For many people, being confined is taking its toll. People are noticing changes with their mood, energy and motivation.

If you are feeling the effects of COVID confinement, what might it look like to listen to your inner thoughts?

You might say:

  1. “I am so tired and I haven’t done anything all day”

  2. “What wrong with you, just do something” !


  1. “I hate the way I feel right now. I feel lazy, exhausted and worthless” 

  2. “I just don’t feel like doing anything….”!


  1. “I don’t feel motivated to get dressed and showered.…”

  2. “I need to stop making excuses – why am I making all these excuses” !


  1. “ I feel so overwhelmed and don’t know where to begin”

  2. “I just can’t seem to shake the way I feel!”


  1. “How can I just start to exercise and take care of myself!”

  2. “How do I get out of my FUNK. I’ve lost everything – my gym, my daily routine, my eating habits, my friends….EVERYTHING”

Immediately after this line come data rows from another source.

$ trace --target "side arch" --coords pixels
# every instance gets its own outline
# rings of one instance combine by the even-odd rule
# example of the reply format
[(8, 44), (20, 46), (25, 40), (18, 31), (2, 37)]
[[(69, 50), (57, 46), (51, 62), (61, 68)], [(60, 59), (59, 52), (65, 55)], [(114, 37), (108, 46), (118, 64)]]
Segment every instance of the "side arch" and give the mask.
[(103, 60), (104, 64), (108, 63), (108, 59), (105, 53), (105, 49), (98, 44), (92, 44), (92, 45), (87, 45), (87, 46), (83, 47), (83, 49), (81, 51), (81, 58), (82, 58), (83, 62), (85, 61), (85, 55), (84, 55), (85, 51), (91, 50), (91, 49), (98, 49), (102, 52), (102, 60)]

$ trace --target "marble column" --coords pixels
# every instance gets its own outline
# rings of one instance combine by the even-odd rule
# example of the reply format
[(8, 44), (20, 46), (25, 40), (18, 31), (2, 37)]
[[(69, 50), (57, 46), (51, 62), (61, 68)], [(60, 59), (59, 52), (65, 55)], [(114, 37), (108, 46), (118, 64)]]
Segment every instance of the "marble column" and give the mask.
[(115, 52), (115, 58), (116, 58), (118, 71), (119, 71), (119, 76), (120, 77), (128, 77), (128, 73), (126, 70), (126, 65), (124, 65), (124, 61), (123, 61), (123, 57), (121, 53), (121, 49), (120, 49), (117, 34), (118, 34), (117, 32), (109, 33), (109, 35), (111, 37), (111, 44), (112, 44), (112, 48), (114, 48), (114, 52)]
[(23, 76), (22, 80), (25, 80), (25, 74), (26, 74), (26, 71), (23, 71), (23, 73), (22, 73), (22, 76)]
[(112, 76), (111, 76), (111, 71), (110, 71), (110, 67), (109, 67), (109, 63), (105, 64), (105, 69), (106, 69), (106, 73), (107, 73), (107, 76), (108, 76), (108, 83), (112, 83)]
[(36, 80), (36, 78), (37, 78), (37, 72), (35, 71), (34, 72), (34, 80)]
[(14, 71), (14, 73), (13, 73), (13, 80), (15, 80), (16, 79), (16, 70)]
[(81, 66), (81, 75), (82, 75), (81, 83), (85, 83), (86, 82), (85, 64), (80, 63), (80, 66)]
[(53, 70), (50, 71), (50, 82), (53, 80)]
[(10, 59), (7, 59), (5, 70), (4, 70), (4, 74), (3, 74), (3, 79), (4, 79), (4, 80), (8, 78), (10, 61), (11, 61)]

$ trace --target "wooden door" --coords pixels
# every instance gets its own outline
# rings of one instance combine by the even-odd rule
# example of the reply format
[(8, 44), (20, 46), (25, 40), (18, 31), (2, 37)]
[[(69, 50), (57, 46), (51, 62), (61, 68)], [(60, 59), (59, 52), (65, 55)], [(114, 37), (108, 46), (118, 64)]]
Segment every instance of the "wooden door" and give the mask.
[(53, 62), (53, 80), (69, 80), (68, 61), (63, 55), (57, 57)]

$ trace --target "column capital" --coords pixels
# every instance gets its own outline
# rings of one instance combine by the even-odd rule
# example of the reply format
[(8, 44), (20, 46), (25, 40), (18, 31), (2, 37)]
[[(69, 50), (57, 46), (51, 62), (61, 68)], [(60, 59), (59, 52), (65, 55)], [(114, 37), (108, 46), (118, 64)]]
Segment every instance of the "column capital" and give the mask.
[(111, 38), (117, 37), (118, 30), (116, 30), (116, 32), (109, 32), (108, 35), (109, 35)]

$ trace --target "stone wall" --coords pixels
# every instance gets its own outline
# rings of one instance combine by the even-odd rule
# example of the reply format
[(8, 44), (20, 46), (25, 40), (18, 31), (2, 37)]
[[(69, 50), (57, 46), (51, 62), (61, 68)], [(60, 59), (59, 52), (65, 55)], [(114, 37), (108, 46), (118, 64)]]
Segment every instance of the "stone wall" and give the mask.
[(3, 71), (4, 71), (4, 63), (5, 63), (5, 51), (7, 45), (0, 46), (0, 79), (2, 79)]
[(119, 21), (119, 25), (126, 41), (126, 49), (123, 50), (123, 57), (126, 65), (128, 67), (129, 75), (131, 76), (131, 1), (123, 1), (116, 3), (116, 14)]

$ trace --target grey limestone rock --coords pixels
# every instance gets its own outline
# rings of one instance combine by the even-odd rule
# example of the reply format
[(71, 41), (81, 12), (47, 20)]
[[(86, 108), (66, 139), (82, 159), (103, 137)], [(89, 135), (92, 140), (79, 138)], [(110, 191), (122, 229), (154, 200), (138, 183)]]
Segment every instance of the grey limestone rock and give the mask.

COVID-19 has led many people to experience significant disconnection, isolation and overall shift in mood towards feeling despair. Everything about our typical life has been completely turned upside down to a place that many of us never dreamed about, nor prepared for. To live mentally well, we require routine and structure to feel safe, secure and productive along with connections and pleasurable meaningful experiences.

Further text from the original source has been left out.